Soudain, le bruit assourdissant d'une explosion retentit près de l'oreille de Tudi qui vit la tête d'Amaël exploser en éclaboussant de sang et de cervelle la pierre monstrueuse. Puis le corps s'écroula comme une masse de muscles et d'os disloqués.

Jaouen Olier sortit de l'ombre, tenant un revolver dans sa main à peine tremblante.

- À temps, juste à temps pour sortir du labyrinthe! dit-il.

Mais sans attendre une quelconque explication, l'esprit résonnant encore du bruit et de la peur, Tudi dégringola l'escalier, empoigna les chaînes, puis se figea dans une hésitation fébrile. Jaouen, qui l'avait suivi de près, le regarda, étonné:

- Qu'est-ce qu'il y a? demanda-t-il, crispé dans l'attente d'un danger dont il ne soupçonnait peut-être pas l'existence.

- Je ne sais pas quelle chaîne tirer, avoua Tudi. Il ne suffirait de presque rien pour les écraser!

- Donne, lança Jaouen en saisissant les chaînes.

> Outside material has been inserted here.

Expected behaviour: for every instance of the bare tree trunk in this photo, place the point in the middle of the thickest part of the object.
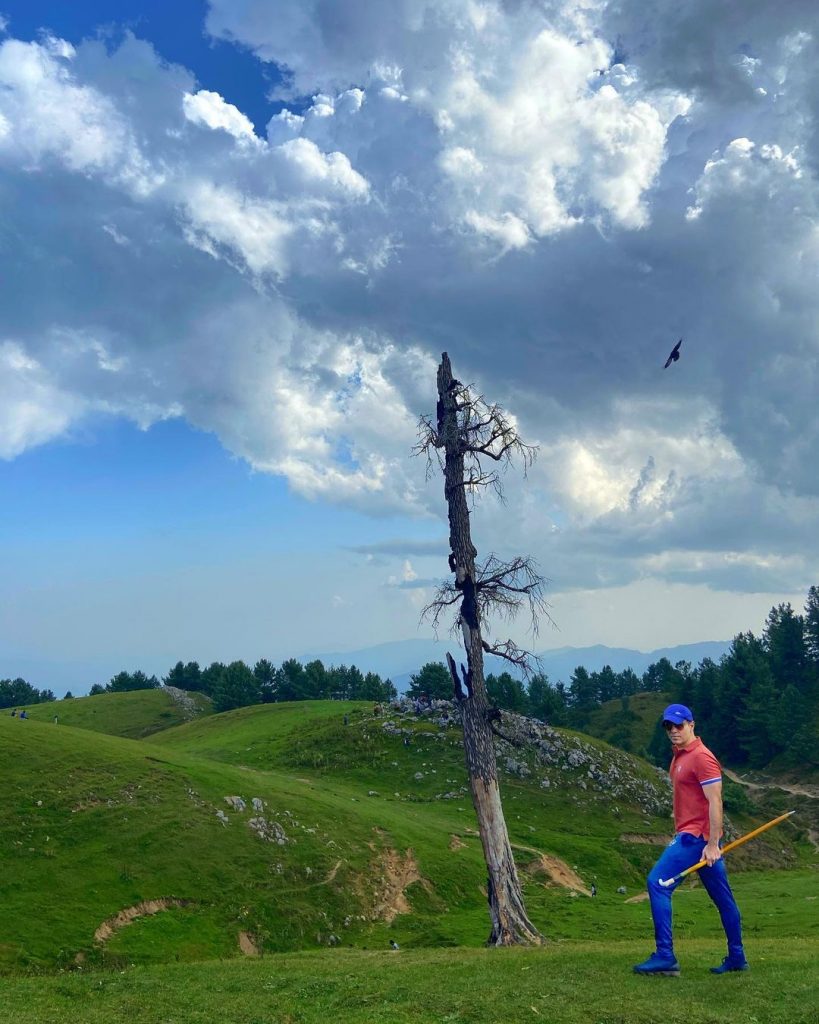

Il manœuvra habilement, et la pierre se souleva et s'éloigna des deux corps qu'Amaël avait pris bien soin de dénuder intégralement pour ne pas que les tissus souillent la chair. Tudi aperçut les yeux remplis d'horreur de Pierrick, et les yeux de Bérénice, fermés sur la mort. Car c'était dans le regard plus que dans les battements du cœur ou les soulèvements d'une poitrine qu'il voyait le mieux la vie, alors que les yeux disent les émotions.

Un véritable branle-bas de combat se fit entendre sur la mezzanine. Pendant que Tudi dénouait les bâillons et les liens, policiers et ambulanciers martelèrent le plancher de bois, puis l'escalier.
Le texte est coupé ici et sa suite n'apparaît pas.